イカの皮膚の表面には色素胞という器官がびっしりと並んでいる。こいつのはたらきで、生きているイカはうねうねと動くプリズムのような光の帯を体にまとうことができるのだ。
ともすると草間彌生ワールドに吸い寄せられてしまいそうで少し不安なのだが、こいつを点描で再現してやることとする。
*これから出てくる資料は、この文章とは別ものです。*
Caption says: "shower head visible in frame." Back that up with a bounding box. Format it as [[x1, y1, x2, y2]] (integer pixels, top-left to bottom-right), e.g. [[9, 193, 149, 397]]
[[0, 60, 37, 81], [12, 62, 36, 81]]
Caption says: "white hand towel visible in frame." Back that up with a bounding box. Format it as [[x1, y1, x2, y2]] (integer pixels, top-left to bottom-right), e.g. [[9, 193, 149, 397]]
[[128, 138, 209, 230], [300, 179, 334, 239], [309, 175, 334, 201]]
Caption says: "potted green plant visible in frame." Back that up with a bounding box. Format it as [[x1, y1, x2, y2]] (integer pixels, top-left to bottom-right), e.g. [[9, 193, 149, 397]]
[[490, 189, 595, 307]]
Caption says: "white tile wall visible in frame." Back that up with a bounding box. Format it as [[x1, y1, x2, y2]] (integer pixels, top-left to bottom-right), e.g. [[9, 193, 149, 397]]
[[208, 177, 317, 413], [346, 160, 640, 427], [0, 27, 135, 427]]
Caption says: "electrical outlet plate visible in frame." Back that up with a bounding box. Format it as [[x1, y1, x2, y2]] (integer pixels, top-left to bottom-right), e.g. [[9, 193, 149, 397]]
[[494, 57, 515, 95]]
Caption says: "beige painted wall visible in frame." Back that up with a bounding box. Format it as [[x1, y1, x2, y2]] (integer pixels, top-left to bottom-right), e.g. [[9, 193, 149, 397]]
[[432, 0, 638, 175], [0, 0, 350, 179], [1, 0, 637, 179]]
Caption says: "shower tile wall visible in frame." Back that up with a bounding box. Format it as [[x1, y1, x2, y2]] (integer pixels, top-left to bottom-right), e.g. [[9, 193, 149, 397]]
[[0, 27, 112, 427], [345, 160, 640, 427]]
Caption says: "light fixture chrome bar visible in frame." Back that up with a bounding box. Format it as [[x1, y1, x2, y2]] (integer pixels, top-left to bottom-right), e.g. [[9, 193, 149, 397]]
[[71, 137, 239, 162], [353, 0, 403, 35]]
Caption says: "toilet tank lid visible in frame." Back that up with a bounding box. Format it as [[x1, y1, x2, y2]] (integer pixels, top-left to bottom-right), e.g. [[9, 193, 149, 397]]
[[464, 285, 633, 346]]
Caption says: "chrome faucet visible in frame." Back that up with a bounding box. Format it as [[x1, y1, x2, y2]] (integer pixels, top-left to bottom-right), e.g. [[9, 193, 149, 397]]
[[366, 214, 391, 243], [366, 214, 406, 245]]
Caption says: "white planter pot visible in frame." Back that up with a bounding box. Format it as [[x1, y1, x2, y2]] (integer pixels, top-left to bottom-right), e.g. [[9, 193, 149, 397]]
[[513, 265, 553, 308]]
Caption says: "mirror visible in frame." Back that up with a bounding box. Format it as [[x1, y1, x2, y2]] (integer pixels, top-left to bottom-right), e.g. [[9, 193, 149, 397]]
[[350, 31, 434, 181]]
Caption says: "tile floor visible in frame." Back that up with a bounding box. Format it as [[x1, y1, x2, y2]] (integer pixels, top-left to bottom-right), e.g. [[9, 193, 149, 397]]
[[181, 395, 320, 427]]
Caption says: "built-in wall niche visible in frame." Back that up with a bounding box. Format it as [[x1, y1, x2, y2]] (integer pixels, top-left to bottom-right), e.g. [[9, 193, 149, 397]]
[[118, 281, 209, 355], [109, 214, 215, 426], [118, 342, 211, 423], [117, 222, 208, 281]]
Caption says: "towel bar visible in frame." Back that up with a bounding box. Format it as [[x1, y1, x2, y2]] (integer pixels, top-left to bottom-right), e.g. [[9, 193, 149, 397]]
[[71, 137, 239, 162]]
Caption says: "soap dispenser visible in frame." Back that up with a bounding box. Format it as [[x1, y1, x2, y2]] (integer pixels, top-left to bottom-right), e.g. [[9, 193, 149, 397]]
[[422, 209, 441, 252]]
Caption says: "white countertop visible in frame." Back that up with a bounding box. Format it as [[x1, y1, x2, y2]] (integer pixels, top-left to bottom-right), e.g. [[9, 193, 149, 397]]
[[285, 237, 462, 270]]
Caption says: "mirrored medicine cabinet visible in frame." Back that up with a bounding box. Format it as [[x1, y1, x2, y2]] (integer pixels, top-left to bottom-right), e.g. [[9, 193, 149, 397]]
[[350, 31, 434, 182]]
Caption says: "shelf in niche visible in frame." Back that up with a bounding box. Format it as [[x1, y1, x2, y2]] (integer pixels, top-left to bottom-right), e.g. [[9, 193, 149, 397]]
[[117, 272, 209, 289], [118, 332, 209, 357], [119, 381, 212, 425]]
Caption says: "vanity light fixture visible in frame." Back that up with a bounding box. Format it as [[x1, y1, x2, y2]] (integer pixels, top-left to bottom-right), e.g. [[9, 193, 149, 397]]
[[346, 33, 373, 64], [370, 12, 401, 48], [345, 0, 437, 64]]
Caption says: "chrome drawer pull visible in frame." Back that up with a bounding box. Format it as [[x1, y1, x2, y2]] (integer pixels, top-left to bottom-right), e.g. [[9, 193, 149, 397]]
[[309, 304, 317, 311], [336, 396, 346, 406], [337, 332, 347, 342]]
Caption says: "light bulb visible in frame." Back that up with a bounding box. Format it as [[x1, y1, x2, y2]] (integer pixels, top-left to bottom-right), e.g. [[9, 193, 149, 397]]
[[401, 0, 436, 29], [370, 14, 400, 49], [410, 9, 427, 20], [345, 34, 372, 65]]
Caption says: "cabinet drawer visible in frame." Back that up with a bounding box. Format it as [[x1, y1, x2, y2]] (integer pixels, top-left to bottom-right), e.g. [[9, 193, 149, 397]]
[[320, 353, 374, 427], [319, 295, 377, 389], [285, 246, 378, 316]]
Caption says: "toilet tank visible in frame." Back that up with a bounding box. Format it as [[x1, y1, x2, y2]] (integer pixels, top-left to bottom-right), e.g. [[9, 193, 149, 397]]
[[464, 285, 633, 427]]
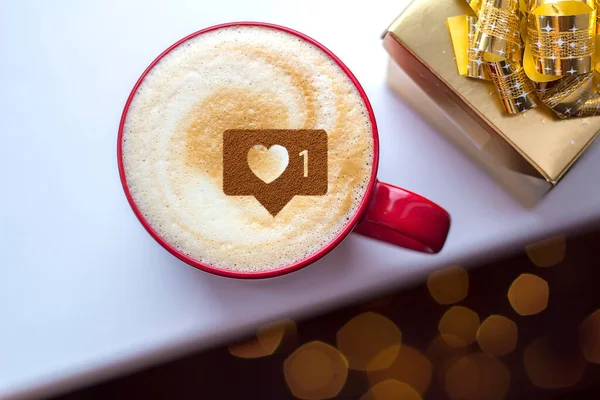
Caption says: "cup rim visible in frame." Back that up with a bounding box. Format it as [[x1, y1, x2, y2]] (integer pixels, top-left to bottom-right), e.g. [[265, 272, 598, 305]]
[[117, 21, 380, 279]]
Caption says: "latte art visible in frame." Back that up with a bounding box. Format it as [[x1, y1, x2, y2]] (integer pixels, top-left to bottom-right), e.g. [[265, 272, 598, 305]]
[[122, 25, 374, 272]]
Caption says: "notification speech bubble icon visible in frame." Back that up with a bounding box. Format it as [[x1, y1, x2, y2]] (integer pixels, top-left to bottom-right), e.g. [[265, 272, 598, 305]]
[[223, 129, 328, 216]]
どれほどの間、点を打っていただろう。単純作業でハイになった頭をお茶でクールダウンして時計を見ると、意外なことに1時間もたっていなかった。
赤点の残像でチカチカする目をこすりながら、最後に残った目に色を入れ、仕上げのニスを全体に二度塗りした。

イカ、主張する

さて、紙と墨汁を用意したはいいが、何を書けばいいのだろうか。
イカの筆で書かれる言葉は、書いた人の言葉であると同時に、墨を使ったイカの自己主張でもあるのだ。
ここは当人に登場してもらって、なにを書いて欲しいか聞いてみるべきだろう。


(詳しいな......)なにか書いて欲しいものはありますか?

とりあえず自己紹介がしたいね。

承知!


ブフォ!不味いスミだなあ。

安物の墨汁ですからね。本物のイカスミと違ってアミノ酸は入ってないですね。

酷い目にあった。


君みたいな博識なイカは嫌いだよ。

イカはみんな博識で利口さ。偉い学者の出した本に、人間が滅んだ後の地球は脳が肥大したイカに支配されるだろうと書いてあるほどだ。
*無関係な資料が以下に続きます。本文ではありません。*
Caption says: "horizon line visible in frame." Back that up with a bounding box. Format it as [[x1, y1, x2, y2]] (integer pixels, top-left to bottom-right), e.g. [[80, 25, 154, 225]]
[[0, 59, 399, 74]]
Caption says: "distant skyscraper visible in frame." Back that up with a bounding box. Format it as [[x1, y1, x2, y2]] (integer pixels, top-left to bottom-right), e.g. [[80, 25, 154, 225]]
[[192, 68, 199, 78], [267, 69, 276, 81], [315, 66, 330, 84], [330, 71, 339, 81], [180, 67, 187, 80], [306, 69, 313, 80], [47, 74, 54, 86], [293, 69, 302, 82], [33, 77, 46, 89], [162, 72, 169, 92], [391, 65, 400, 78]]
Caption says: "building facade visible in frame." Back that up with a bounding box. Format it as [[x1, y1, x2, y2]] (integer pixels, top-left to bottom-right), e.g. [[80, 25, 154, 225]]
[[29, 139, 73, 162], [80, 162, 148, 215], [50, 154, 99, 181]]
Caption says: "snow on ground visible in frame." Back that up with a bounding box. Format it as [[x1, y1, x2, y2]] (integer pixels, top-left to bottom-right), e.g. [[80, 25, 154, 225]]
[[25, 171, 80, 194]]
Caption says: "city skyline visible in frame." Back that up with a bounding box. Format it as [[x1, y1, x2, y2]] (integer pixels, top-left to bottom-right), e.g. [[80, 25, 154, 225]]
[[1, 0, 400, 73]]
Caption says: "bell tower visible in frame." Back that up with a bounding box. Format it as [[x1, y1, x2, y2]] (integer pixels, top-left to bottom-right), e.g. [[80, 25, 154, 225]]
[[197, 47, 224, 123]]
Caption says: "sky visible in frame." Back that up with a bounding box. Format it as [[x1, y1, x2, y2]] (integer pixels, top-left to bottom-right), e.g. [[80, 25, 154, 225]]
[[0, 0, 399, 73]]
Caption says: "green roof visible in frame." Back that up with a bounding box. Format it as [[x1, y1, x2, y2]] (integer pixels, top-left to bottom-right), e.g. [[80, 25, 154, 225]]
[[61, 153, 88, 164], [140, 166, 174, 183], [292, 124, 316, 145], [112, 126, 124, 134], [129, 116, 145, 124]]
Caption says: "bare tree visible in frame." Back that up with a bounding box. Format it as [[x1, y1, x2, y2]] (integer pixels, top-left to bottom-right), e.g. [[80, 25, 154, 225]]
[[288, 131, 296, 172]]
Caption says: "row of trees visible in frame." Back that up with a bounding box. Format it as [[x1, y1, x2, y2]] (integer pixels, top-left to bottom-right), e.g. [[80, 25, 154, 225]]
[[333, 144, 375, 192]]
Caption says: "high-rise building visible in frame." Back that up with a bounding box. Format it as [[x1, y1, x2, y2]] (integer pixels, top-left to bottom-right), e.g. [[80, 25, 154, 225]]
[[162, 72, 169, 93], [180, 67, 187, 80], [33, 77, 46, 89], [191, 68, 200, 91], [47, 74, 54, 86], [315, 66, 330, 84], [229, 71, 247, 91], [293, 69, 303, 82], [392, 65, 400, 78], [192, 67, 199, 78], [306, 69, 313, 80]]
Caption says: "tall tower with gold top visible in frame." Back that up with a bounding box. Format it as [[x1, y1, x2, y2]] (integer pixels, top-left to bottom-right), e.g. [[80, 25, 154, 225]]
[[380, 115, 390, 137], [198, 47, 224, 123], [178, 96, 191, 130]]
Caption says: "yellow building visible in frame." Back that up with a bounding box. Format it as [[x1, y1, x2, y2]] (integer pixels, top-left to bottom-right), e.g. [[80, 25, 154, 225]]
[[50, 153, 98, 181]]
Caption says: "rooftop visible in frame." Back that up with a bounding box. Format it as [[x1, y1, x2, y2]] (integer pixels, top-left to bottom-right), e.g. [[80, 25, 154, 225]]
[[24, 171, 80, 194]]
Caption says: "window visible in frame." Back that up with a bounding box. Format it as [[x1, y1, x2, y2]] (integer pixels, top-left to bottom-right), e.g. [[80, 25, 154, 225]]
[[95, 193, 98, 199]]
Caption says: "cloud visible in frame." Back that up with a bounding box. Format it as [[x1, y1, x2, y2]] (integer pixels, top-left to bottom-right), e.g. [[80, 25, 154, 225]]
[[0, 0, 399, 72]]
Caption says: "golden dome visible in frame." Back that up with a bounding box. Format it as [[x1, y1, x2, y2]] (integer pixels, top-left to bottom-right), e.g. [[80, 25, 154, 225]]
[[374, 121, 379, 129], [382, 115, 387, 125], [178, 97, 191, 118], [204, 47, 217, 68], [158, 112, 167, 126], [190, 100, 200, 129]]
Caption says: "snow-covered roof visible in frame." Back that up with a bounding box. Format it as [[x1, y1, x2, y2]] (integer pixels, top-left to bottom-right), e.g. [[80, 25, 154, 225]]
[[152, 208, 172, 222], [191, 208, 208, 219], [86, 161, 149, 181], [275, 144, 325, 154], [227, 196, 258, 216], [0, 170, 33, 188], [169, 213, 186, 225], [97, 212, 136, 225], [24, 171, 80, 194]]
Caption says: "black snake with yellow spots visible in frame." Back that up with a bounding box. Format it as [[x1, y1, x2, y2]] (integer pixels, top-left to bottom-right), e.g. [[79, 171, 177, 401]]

(その本、進化した巨大肉食植物が人間サイズの巨大カタツムリを捕まえて食べるようになると書いてあるような、かなり荒唐無稽寄りの内容だったような......)まだ時間があるけど、他にはなにを書きましょうか?

次の選挙に出たいから標語を作っとくれ。






まずは?


予想外に自己主張の激しいイカを生み出してしまった。
筆としての使い心地はというと、これが案外使いやすい。耳の部分がうまく親指と人差し指にフィットするのだ。
現代人なので筆を使う機会はなかなかないが、見た目も気に入ったので末長く愛用しようと思う。